Thoughts from a girl who loves life, Jesus and multi-coloured socks

technology

Project Briefs

I hold in my hands the project briefs for my next year of uni, and I am excited. I love the potential that flows out of this moment. I love it that my mind is already freewheeling with a million different creative ideas, like those pieces of paper are a springboard or a starting piston that gives me the inspiration to run!

-Create a short animation (narrative or abstract and all points in between) that explores the theme of animating a joke.

-Produce a set of five thematically related, printed, image compositions… based around the theme of landscape, space and place.

-Produce an interactive web site for a company, product or service, real or imagined. Students will specify a brief as if it was issued by a client.

I’m not sure how I feel about the animation one, after all jokes often frustrate me with their lack of originality, but over-all I love the brevity of the briefs and therefore the space they give for interpretation and exploration.

Last year we had to make a portrait site about someone, so I turned this city into a person and made the site about her. I love taking a task and doing something unusual with it. I love creating web sites actually, so I’m looking forward to that one.

The issue of landscape is an interesting one. The module outline makes specific reference to the landscape tradition in British art, and there are definitely some excellent modern, abstract works using this as a reference point. Its definitely something I am looking forward to exploring photographically.


CSS Headaches

I am trying to teach myself CSS this summer and, it’s jolly hard. We were meant to have learnt it in seminars this year, and some people get it (or maybe they ‘got’ it before we even started), but I am finding myself getting a bit lost between elements, properties, attributes and tags. I’ve also been on the look out for a book that makes it all beautifully simple, but alas, I can’t seem to find one.

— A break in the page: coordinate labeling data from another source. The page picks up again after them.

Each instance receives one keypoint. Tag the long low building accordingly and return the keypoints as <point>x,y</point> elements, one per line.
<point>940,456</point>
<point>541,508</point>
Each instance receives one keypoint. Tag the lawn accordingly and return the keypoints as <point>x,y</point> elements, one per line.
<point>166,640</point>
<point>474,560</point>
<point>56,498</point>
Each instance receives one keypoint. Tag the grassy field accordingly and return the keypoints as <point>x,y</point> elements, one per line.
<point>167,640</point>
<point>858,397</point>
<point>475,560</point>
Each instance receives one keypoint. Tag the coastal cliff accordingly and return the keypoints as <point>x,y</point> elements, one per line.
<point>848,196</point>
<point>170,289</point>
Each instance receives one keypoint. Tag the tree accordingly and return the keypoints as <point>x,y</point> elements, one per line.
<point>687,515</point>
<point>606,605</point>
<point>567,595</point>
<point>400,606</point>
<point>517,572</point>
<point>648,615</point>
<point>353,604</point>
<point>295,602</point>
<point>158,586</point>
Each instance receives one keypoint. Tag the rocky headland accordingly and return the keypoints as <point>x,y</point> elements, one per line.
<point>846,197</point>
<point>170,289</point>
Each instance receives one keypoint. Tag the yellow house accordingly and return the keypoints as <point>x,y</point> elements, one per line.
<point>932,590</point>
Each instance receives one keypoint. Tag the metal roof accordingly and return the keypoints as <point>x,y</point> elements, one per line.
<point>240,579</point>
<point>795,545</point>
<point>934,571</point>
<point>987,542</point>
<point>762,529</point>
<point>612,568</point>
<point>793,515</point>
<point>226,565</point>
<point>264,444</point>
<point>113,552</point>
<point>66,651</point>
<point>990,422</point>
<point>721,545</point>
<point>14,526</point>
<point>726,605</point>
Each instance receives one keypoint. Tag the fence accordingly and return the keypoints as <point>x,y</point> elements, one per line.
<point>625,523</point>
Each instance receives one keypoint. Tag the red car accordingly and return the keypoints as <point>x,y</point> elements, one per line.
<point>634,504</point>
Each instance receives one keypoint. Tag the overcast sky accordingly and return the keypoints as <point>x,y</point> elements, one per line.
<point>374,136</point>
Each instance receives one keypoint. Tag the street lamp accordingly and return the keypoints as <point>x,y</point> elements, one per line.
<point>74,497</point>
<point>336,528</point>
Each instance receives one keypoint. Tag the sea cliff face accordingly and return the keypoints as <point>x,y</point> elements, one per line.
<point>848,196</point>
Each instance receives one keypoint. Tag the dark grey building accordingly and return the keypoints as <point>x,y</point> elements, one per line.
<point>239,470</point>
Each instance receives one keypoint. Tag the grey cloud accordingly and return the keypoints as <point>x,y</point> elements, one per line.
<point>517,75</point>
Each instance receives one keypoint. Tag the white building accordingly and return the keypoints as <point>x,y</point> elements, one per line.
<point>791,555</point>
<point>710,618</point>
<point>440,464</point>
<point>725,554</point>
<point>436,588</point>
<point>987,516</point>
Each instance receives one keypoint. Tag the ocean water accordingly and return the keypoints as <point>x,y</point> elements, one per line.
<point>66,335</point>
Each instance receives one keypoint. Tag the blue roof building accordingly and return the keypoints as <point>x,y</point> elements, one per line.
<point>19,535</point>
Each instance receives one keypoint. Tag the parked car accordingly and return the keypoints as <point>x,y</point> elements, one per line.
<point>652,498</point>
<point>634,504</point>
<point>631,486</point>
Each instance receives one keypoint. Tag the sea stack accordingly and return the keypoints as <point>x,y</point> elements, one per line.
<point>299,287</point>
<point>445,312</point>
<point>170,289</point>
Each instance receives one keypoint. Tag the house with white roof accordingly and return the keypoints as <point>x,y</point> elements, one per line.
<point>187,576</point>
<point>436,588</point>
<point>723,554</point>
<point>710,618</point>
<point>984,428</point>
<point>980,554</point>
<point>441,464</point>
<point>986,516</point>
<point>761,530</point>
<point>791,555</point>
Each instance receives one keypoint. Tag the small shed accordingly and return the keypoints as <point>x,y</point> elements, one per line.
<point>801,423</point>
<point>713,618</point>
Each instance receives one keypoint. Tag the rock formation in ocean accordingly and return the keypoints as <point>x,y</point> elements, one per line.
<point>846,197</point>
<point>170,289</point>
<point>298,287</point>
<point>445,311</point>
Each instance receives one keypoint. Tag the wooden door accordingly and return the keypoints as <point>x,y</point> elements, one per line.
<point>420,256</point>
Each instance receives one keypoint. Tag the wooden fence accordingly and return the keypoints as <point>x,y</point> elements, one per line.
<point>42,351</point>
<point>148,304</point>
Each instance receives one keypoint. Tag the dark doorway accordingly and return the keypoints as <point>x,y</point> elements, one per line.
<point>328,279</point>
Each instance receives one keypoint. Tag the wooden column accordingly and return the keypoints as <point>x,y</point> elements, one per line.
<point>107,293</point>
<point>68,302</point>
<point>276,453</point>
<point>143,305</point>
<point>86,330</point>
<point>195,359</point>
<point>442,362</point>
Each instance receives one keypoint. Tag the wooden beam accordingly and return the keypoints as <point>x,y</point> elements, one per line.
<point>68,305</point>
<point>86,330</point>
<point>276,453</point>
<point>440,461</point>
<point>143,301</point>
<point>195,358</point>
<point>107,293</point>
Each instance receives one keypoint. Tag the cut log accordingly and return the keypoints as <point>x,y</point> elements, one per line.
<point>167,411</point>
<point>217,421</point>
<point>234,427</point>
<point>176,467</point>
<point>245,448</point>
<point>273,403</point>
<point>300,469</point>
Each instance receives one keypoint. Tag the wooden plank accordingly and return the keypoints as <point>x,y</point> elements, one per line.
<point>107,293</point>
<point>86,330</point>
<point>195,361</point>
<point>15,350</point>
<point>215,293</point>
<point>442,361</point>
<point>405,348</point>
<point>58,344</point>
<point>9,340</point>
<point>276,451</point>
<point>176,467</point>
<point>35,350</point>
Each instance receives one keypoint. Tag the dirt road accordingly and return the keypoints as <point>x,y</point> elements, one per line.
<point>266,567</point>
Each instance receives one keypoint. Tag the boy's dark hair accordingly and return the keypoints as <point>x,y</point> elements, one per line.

I understand that a CSS document tells the browser how a html page should look – for example properties such as position, sizing, colour and font.

I also think that I understand that, on a web page which has a number of tables (for example), if you wanted all the tables to be formatted the same, you’d use a class. For individual formatting within a particular table though, you’d use an id.

I’ve used ‘divs’ for content in the websites I’ve created up to now, but have stuck with AP ones before now (they don’t move around – so they’re simple to use but kinda clunky and inflexible). The div element is used to define sections in a html doc. CSS means these elements can be formatted independently. I get that much.

Today I followed a youtube tutorial and typed in all the code manually and saved the CSS stylesheet, it actually worked, but its a long way round of doing it, and all that showed me how to do was to change the font colours and sizes etc. I feel like I’m missing a big chunk of something obvious. (Also, the tutorial was narrated by a 13 year old, which made me feel a little digitally-illiterate).

I have a book, but its kinda jargon-y… what I most need to work out is how to format divs using CSS, hmm… maybe I should read the whole book before worrying that I don’t understand it. It’s just frustrating because I’m sure it’s really obvious, and I feel a bit like I’m going two sides round a triangle. I’m just waiting for that eureka moment!